Je profite de cette réunion pour vous présenter les grandes orientations de notre stratégie économique dans les mois à venir. Je vous rassure, elle ne changera pas et continuera à reposer sur deux principes simples : protéger les secteurs les plus exposés et relancer, lorsque c'est possible, l'activité dans les secteurs moins exposés à la crise.

Nous continuerons à soutenir tous les secteurs que j'ai indiqués, notamment le tourisme, l'hôtellerie et la restauration, c'est-à-dire ceux qui sont traumatisés au sens économique mais aussi psychologique par la crise actuelle. Je me rendrai vendredi à Toulouse pour marquer notre soutien à la filière aéronautique, à ses PME et à ses sous-traitants. Je pense également à l'industrie automobile, qui est très durement touchée. L'ensemble de ces secteurs continueront à avoir besoin de notre soutien dans les mois qui viennent.

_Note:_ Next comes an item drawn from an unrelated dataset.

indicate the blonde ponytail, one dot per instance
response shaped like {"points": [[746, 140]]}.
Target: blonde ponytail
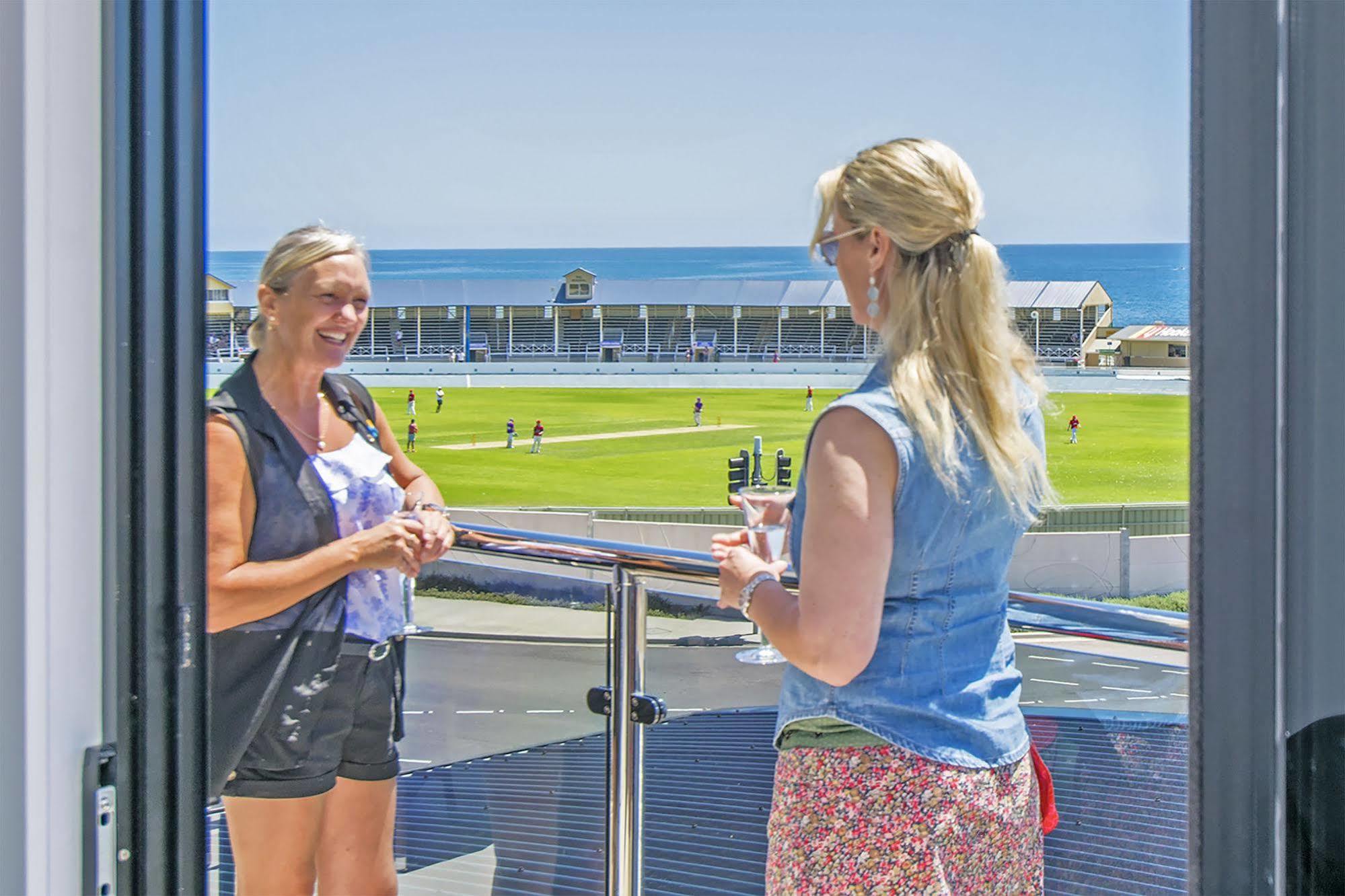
{"points": [[955, 359]]}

Dans le même temps, d'autres secteurs se portent bien. Le bâtiment a ainsi embauché 20 000 personnes supplémentaires. L'industrie agroalimentaire et le secteur du luxe vont bien aussi. Il faut que nous leur permettions d'investir, que nous mettions à leur disposition des fonds propres pour le faire à nouveau. Cela vaut également pour d'autres secteurs que nous voulons ouvrir, pour d'autres chaînes de valeur – je pense au calcul quantique, à l'intelligence artificielle ou à l'hydrogène. Tous ces secteurs feront la force économique de la France de demain. C'est maintenant qu'il faut investir dans ces domaines si nous voulons – et c'est notre ambition – sortir plus forts de cette crise, avec une économie plus compétitive et plus durable.